Maria nos ensina a fazer a travessia de mãe para discípula. Em Caná da Galileia há uma mudança essencial em Maria. Ela, entra como uma grande Mãe e sai como uma pequena discípula, ela desce. Faz o caminho da simplicidade. Maria, como Mãe, abre as portas para o Filho e para os amigos do Filho. Lá ela empodera Jesus. Ele, desce para Cafarnaum e inicia sua vida pública. Com Ele desce sua Mãe. Na festa ela é convidada, entra primeiro e abre as portas, depois, é Jesus quem entra primeiro e abre as portas para Maria, e as portas que Ele abre, são as portas da missão, da vida do sEu apostolado. Agora Maria se torna a discípula do Mestre. Essa foi a travessia de Maria, uma travessia de descida.

Maria não tira selfies. Ela não é autorreferencial. Dos 12 versículos de seu Magnificat, dois são voltados para ela, os outros dez versículos são sobre seu povo.

 

Considerações finais

Concluímos este trabalho nascido e refletido do V Seminário Nacional de Religiosos Irmãos celebrado em Fortaleza entre os dias 17 a 20 de outubro 2019. Este artigo recolhe pontos essenciais levantados pela Ir. Annette Havenne, ISM que conduziu as reflexões deste encontro. Nas considerações finais levantamos cinco travessias que nos ajudaria a reconhecer com clareza nossa vocação de Religioso Irmão:

  1. Da Instituição para o ser irmão do Carisma [Congregação] – vamos nos reportar para a nossa família religiosa como Congregação e não como Instituição. O ser de Congregação valoriza o carisma, o se identificar como Religioso de um Instituto valoriza o dinheiro. Então, somos Religiosos Irmãos de um carisma, somos carismáticos, isso nos confere uma identidade mais fundacional. Não somos pessoas instituídas, somos pessoas carismáticas, não pertencemos a um “instituto”, mas a uma “congregação”;
  2. Do plenamente humano para o ser simplesmente Irmão [ser irmão? Irmão com quem? Irmão para quem?] – somos irmãos porque somos humanos, e, humanos na completude. Somos irmãos, simplesmente irmãos e somos irmãos para alguém, nos consagramos para o serviço, parar servir alguém;
  3. Da autorreferencialidade para o ser irmão dos pobres – isso completa a travessia anterior. Dá continuidade porque nos identifica com a nossa opção e apostolado. Onde estou? Sou Irmão com quem, de fato, necessita da minha presença fraterna?;
  4. Do clericalismo para o ser irmão dos sacerdotes – nessa travessia é preciso sair do julgamento para a vivência. Nossos irmãos sacerdotes também precisam lembrar que são chamados a serem simplesmente irmãos, porque são plenamente humanos. O exercício da fraternidade é de todos;
  5. Da vida de comunidade para o ser irmão da comunidade de vida – aqui a diferença está numa vida pautada no levar uma “vida de comunidade”, obedecer horários, escala de trabalhos, ordem das orações na capela, limpar a casa, lavar a louça, organizar o quintal… e passar para uma vida baseada numa vivência de “comunidade de vida”, no qual vivemos como irmãos na liberdade. O cumprir horários não terá sentido se não for feito na liberdade e na fraternidade. Na vivência e partilha dos dons e serviços.

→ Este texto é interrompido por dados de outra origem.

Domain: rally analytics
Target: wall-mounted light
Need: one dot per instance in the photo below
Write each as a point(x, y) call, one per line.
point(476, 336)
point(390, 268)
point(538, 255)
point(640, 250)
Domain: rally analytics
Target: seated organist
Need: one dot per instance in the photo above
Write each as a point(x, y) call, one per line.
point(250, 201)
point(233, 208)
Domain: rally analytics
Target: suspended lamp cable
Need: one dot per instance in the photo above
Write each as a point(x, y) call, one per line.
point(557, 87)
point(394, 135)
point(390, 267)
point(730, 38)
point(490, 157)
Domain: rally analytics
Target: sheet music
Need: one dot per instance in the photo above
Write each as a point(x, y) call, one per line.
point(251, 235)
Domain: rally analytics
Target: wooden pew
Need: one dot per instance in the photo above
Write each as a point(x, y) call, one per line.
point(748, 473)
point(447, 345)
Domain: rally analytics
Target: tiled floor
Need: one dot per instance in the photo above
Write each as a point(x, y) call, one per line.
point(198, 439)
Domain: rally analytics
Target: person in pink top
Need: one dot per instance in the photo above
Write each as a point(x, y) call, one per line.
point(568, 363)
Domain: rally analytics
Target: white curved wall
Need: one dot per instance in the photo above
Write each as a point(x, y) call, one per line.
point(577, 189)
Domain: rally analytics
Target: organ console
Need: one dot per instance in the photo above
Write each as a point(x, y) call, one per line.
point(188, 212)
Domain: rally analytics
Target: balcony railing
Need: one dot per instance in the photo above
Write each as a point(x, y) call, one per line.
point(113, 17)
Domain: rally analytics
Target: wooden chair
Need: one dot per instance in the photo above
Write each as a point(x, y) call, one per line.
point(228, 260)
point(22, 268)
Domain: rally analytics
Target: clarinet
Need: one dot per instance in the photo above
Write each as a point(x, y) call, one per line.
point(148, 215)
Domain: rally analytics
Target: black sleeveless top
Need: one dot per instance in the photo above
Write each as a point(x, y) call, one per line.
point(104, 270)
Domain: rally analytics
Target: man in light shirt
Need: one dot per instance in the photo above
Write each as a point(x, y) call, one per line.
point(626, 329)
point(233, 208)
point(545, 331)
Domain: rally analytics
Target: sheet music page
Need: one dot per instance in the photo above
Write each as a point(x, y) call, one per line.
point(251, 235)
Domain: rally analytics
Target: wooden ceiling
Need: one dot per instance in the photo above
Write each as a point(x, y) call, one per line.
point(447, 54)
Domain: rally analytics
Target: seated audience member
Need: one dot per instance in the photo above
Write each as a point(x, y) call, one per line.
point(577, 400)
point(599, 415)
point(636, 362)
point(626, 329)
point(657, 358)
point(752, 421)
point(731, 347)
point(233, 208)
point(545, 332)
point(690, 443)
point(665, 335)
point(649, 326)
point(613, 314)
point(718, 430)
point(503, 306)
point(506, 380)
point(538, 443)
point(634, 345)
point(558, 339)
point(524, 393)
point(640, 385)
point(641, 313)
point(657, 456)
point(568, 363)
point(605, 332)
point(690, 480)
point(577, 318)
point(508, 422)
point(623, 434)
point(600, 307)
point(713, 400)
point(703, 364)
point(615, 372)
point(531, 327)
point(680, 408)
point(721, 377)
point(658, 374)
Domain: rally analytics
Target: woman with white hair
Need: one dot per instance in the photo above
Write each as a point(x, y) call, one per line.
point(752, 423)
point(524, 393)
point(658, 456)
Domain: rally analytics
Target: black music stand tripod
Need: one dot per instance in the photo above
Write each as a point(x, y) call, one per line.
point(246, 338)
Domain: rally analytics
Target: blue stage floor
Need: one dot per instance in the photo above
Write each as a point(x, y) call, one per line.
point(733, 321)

O irmão é o coração do carisma. Que nós, Missionários Sacramentinos de Nossa Senhora saibamos reconhecer e vivenciar o valor da fraternidade. Um valor bastante caro para a nossa sociedade hoje e a cada dia mais escasso. Para isso é necessário viver a plenitude humana e a simplicidade da vocação. Que Maria, Mãe da Eucaristia torne-se exemplo e testemunho vivo em nossas relações interpessoais, que saibamos ser, de fato, mais irmãos e próximos uns dos outros. Amém!